The Obelisk (Greek for “pointed instrument”) was created roughly 3,500 years ago in Egypt. Transported here in 1881, it now sits between the Great Lawn and the Metropolitan Museum of Art and is the oldest outdoor monument in New York City.
Stonecutters carved two obelisks out of granite at the quarries of Adwan and installed them outside of the Temple of the Sun in the ancient Egyptian city of Heliopolis to celebrate Pharaoh Thutmose III’s 30th year of reign. (The other obelisk stands on the bank of the Thames River in London.) Each one was formed from a single piece of quarried stone, to create a shaft that is 69 feet high and weighs approximately 200 tons. The obelisks rested on a granite base.

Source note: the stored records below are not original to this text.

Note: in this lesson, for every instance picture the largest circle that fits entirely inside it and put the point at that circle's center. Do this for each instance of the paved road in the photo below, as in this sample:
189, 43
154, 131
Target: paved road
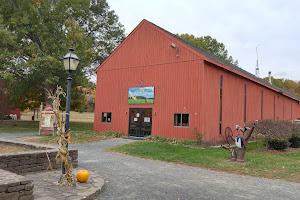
133, 178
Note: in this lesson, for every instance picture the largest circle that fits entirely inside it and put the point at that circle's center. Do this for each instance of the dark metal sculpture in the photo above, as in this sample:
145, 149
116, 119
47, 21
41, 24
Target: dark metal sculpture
239, 155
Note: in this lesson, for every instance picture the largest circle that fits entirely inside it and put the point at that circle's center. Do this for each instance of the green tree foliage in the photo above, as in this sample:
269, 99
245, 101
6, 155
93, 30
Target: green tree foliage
287, 85
209, 44
35, 34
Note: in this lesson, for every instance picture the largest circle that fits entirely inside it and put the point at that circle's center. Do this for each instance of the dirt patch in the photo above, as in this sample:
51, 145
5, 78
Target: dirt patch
10, 149
273, 152
74, 140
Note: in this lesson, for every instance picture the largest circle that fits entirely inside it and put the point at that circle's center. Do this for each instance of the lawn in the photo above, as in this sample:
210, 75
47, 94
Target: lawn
76, 137
10, 149
275, 165
11, 126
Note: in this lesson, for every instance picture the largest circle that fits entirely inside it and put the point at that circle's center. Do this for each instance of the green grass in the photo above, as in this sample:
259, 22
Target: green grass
258, 163
140, 101
77, 137
11, 126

The obelisks were toppled, possibly during an invasion by Persians in 525 B.C.; for more than 500 years, they remained buried in sand until Roman Emperor Caesar Augustus discovered and transported them to Alexandria. They were erected in a temple built by Cleopatra to honor Julius Caesar, which may explain how they individually came to be known as “Cleopatra’s Needles.” The Romans added the limestone pedestal and bronze crabs still seen today.

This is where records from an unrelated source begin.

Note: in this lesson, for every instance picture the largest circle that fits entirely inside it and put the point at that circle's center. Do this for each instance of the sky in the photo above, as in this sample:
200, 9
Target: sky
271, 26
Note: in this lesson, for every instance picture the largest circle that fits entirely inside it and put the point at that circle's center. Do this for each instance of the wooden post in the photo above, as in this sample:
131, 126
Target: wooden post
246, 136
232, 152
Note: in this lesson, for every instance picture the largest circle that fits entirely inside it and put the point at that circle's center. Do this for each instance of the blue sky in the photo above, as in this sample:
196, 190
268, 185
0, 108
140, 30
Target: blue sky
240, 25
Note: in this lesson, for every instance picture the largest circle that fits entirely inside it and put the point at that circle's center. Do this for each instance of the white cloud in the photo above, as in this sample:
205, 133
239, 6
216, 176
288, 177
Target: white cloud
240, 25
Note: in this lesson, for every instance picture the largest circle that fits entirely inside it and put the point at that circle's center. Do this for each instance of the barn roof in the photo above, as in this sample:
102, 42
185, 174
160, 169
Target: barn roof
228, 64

In 1869, the Khedive of Egypt, Ismail Pasha, donated the Obelisk to the United States, to commemorate the opening of the Suez Canal. The Obelisk’s trip from Egypt to New York was a complex engineering feat. It took 112 days to move the Obelisk from the banks of the Hudson River to its home in Central Park. A huge crowd was on hand for the turning of the obelisk upright on January 22, 1881.
In 2014, the Conservancy undertook a comprehensive conservation of the monument, cleaning all of its 2,112-square-foot surface with lasers and stabilizing fragile areas with adhesive products. In addition, we enhanced the public’s understanding of the monument with related tours and programs.
The conservation project was developed by the Conservancy with assistance from the Metropolitan Museum of Art and NYC Parks. Planning for the project began in 2011 and included photographing and scanning the Obelisk to document its condition and conducting a comprehensive survey of the monument’s surface, the first in its history. Planning also included testing various methods of cleaning the Obelisk, which determined that lasers were the most sensitive to the stone and most environmentally friendly. Conservators believe that fragile areas discovered on the monument’s surface are the likely result of environmental stresses that occurred more than 1,000 years ago, as well as natural weathering.